Sie nickte. »Inklusive mir. Cross mag Heldentum bewiesen haben, als er das Kommando über die DEFENDER übernahm und Tikara II vor diesem Piratenpack gerettet hat, aber er ist und bleibt ein Anfänger. Ihn nach 199 Tagen als Commander schon zum Captain zu befördern, war ein politischer Schnellschuss. Dieses Schiff ist eine Nummer zu groß für ihn.«

»Ich für meinen Teil halte ihn für genau den richtigen Mann auf der richtigen Position.«

»Und nur aufgrund meines Vertrauens in Ihr Urteil konnten Sie ihn durchsetzen. Aber seien Sie versichert, ich werde Cross im Auge behalten.« Mit diesen Worten stand Pendergast auf. »Und sollte er einen Fehler machen, nutzt ihm auch sein Orden nichts mehr. Verstehen Sie, was ich damit sagen will?«

»Absolut, Santana, absolut.«

»Dann ist es ja gut.« Mit einem Nicken wandte sie sich um und verließ seinen Raum.

Björn aktivierte das Hologramm der HYPERION. Der Interlink-Kreuzer erschien als verkleinertes Abbild in einem Regen aus Pixeln nur wenige Zentimeter über seinem Schreibtisch. Es blieb zu hoffen, dass er Cross nicht überschätzte.

*

Interlink-Kreuzer HYPERION, Orbitalwerft Mars I, 01. November 2265

Jayden starrte mit offenem Mund auf den gewaltigen Körper der HYPERION. Sein Shuttle näherte sich der Orbitalwerft von oben, was ihm einen sensationellen Blick gestattete.

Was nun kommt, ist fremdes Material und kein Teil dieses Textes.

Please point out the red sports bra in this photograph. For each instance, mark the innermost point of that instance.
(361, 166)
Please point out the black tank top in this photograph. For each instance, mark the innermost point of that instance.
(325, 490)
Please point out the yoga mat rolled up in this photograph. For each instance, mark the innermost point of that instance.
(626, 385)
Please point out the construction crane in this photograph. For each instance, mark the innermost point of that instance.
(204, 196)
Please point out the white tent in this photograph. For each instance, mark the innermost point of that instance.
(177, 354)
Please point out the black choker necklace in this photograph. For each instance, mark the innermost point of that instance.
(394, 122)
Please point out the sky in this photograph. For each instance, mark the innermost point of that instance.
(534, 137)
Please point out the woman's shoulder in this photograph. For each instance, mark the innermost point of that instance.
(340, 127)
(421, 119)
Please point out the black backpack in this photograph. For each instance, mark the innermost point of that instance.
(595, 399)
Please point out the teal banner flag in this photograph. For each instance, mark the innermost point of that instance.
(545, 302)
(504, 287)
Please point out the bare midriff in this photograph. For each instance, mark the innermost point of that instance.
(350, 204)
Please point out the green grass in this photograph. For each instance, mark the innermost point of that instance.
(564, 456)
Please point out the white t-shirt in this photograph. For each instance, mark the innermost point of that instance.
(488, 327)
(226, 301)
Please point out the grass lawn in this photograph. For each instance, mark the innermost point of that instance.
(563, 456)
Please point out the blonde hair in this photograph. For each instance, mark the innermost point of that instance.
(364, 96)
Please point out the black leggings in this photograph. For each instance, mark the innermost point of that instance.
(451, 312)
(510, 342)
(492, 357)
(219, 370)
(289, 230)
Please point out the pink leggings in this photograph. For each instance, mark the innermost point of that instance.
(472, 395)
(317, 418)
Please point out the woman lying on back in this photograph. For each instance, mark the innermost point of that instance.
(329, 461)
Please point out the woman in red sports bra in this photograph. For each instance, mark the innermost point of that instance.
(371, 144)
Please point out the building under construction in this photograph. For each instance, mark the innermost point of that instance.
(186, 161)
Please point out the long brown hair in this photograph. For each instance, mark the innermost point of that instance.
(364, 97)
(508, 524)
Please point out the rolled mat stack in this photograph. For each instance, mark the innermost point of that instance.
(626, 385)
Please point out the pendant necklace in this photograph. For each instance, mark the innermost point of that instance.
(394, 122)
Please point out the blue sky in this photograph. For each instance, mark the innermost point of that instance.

Das Schiff wirkte wie ein überdimensionales Schwert. Anstelle der Parierstange bildete jedoch ein abgeflachter Ring die Grenze zum Antriebssegment. Ein greifarmförmiges Gebilde ragte aus dem Ring hervor. Von ihm ausgehend hielten gerichtete Gravstrahlen den Phasenring in Position, über den der überlichtschnelle Funk und die gerichteten Laserübertragungen liefen.

Mit insgesamt 300 Metern Länge war der Interlink-Kreuzer genauso lang wie ein Schlachtkreuzer, wenn auch deutlich schlanker. Insgesamt zwölf Decks durchzogen das Schiff, unterteilt in jeweils vier Sektionen. Die 420 Mann starke Besatzung unterteilte sich in Offiziere, Crewmen, ärztlichen Stab, Marines, die interne Sicherheit und Techniker.

Das Shuttle flog eine Kurve, um in den Hangar einzufliegen. Schon einige Minuten später – Jayden hätte die Aussicht gerne länger genossen – setzte der Pilot die Maschine sanft auf und gab ihm mit einem Nicken zu verstehen, dass er aussteigen konnte.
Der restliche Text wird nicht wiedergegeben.